25 Jahre später bin ich bereits zum achten Mal vor Ort beim grössten Musikwettbewerb der Welt dabei. Und die Harmonie begeistert mich jedes Mal aufs Neue. So viele Nationen kommen an einem Ort zusammen, um sich, die Gemeinsamkeiten, aber auch die Unterschiede zu feiern. Einen erbitterten Konkurrenzkampf gibt es nicht. Weder unter den Künstlern, noch bei den Fans. Eine solche Haltung täte nicht nur zum Beispiel dem Fussball gut, sondern der ganzen Welt.
Bewegende Austragung im Namen der Ukraine
In Liverpool ist der ESC-Geist besonders intensiv zu spüren. Die diesjährige Ausgabe wird erstmals von zwei Ländern organisiert: Grossbritannien trägt den Event für die Ukraine aus. «Vereinigt durch Musik», lautet das Motto.
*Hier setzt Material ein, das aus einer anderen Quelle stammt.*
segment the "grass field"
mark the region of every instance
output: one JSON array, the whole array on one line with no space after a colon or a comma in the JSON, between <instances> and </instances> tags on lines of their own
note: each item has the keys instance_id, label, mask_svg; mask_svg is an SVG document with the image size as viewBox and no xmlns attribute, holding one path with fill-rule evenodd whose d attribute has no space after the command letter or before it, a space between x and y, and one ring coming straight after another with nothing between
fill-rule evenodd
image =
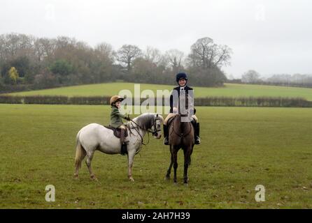
<instances>
[{"instance_id":1,"label":"grass field","mask_svg":"<svg viewBox=\"0 0 312 223\"><path fill-rule=\"evenodd\" d=\"M15 95L66 95L66 96L97 96L112 95L118 94L120 90L129 89L134 92L133 83L107 83L90 85L80 85L41 91L14 93ZM140 85L141 90L172 90L173 86L146 84ZM225 87L204 88L194 87L197 98L208 96L225 97L288 97L304 98L312 100L312 89L284 87L264 85L248 85L237 84L225 84Z\"/></svg>"},{"instance_id":2,"label":"grass field","mask_svg":"<svg viewBox=\"0 0 312 223\"><path fill-rule=\"evenodd\" d=\"M136 156L97 152L73 177L75 137L90 123L107 124L106 106L0 105L0 208L312 208L312 109L198 107L202 144L194 148L190 183L164 180L169 151L150 139ZM146 139L146 140L147 139ZM45 187L56 201L45 201ZM266 201L255 201L255 187Z\"/></svg>"}]
</instances>

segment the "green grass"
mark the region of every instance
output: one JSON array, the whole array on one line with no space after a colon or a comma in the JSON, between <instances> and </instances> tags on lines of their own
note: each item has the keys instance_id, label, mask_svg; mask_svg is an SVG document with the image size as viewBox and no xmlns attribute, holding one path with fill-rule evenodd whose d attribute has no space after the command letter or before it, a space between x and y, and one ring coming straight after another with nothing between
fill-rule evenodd
<instances>
[{"instance_id":1,"label":"green grass","mask_svg":"<svg viewBox=\"0 0 312 223\"><path fill-rule=\"evenodd\" d=\"M169 151L150 139L136 156L132 183L127 157L97 152L89 178L73 177L75 137L90 123L107 124L106 106L0 105L0 208L312 208L312 109L198 107L202 144L183 184L164 180ZM146 139L146 140L147 139ZM45 201L47 185L56 201ZM266 201L255 201L255 187Z\"/></svg>"},{"instance_id":2,"label":"green grass","mask_svg":"<svg viewBox=\"0 0 312 223\"><path fill-rule=\"evenodd\" d=\"M120 91L129 89L134 92L134 83L106 83L75 86L62 87L40 91L32 91L11 93L14 95L66 95L66 96L97 96L112 95L118 94ZM146 84L140 85L141 90L168 89L171 91L173 86ZM225 84L225 87L204 88L194 87L197 98L208 96L226 97L286 97L304 98L312 100L312 89L285 87L264 85L248 85L237 84Z\"/></svg>"}]
</instances>

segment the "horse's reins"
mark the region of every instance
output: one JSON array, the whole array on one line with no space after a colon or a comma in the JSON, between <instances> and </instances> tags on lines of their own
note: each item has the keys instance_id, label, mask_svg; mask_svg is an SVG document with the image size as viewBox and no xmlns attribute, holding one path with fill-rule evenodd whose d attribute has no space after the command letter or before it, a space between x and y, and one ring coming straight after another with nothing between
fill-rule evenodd
<instances>
[{"instance_id":1,"label":"horse's reins","mask_svg":"<svg viewBox=\"0 0 312 223\"><path fill-rule=\"evenodd\" d=\"M140 132L136 130L136 128L134 128L134 130L136 130L136 132L139 134L139 135L140 136L140 137L141 137L141 143L143 145L146 146L146 145L148 145L148 144L150 143L150 134L149 134L150 132L151 132L151 133L153 134L153 135L154 135L154 134L156 134L157 132L162 131L161 130L156 130L156 121L157 121L157 120L160 120L160 118L155 118L155 121L154 121L154 123L153 124L153 125L154 125L153 127L154 127L154 129L155 129L155 130L154 130L154 131L151 131L151 130L150 130L149 129L148 129L148 130L146 130L145 128L142 128L141 126L140 126L140 125L139 125L138 123L136 123L134 121L133 121L132 119L130 118L130 121L131 121L132 122L133 122L134 124L136 124L139 128L141 128L141 129L142 129L142 130L146 130L146 131L148 132L148 143L146 144L143 143L143 137L141 135Z\"/></svg>"}]
</instances>

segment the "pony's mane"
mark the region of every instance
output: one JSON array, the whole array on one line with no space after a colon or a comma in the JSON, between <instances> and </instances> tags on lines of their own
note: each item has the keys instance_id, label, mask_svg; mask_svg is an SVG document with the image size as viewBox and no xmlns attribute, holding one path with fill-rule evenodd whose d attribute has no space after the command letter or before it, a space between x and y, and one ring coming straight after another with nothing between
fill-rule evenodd
<instances>
[{"instance_id":1,"label":"pony's mane","mask_svg":"<svg viewBox=\"0 0 312 223\"><path fill-rule=\"evenodd\" d=\"M135 118L134 121L145 130L147 130L152 126L155 116L156 114L144 113ZM159 117L161 116L159 116Z\"/></svg>"}]
</instances>

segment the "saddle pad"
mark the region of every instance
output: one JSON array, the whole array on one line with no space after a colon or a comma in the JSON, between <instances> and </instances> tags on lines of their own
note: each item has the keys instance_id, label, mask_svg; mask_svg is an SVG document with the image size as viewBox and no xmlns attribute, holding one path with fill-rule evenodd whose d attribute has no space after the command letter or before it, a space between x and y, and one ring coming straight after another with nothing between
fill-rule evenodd
<instances>
[{"instance_id":1,"label":"saddle pad","mask_svg":"<svg viewBox=\"0 0 312 223\"><path fill-rule=\"evenodd\" d=\"M118 139L120 139L120 130L121 129L120 128L115 128L111 126L105 126L105 128L108 128L110 130L112 130L113 132L114 132L114 135L118 137ZM125 131L125 138L127 137L128 136L128 130L126 128Z\"/></svg>"}]
</instances>

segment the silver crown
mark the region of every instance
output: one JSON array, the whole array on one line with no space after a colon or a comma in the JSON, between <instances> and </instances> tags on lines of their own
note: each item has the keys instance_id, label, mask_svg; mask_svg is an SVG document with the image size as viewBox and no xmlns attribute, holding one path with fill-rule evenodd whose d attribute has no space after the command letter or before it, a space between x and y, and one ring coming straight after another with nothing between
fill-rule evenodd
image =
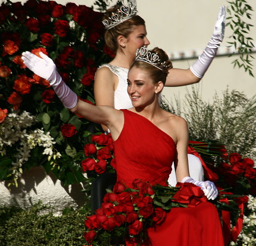
<instances>
[{"instance_id":1,"label":"silver crown","mask_svg":"<svg viewBox=\"0 0 256 246\"><path fill-rule=\"evenodd\" d=\"M126 5L122 2L122 5L118 9L118 13L112 13L112 16L108 19L103 20L102 23L107 30L115 27L119 24L130 19L136 15L137 11L137 4L136 0L128 0L128 5Z\"/></svg>"},{"instance_id":2,"label":"silver crown","mask_svg":"<svg viewBox=\"0 0 256 246\"><path fill-rule=\"evenodd\" d=\"M151 64L164 73L169 73L166 61L162 61L156 53L152 53L145 46L137 50L136 61L142 61Z\"/></svg>"}]
</instances>

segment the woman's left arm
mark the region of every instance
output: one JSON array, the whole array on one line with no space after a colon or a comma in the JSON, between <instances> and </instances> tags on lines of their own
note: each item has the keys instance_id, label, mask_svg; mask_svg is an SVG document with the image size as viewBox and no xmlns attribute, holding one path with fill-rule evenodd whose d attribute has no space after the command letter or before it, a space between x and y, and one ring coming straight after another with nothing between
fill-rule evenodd
<instances>
[{"instance_id":1,"label":"woman's left arm","mask_svg":"<svg viewBox=\"0 0 256 246\"><path fill-rule=\"evenodd\" d=\"M187 69L171 68L167 76L165 86L187 85L199 82L215 57L223 40L225 32L226 9L222 6L214 27L213 34L203 53Z\"/></svg>"}]
</instances>

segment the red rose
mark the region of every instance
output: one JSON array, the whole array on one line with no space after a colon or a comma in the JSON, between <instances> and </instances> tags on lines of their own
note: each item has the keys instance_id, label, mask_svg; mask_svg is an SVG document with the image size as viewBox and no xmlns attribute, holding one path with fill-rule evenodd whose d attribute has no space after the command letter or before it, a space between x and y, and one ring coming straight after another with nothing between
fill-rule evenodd
<instances>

Zu Beginn des ersten Halbfinals wurde die Geschichte zweier Kinder gezeigt. Ein Junge, der sich über den ESC in seiner Heimatstadt freut. Und ein Mädchen, das als Flüchtlingskind Teil seiner Schulklasse wird. Die Bilder bewegten mich, ich musste meine Tränen zurückhalten.
«Im Krieg gibt es keine Gewinner», sagte der Sänger Zoran Prodanović von der kroatischen Band Let 3 nach seiner Finalqualifikation. «Bei Eurovision gibt es keine Verlierer.» Hier sind alle Gewinner.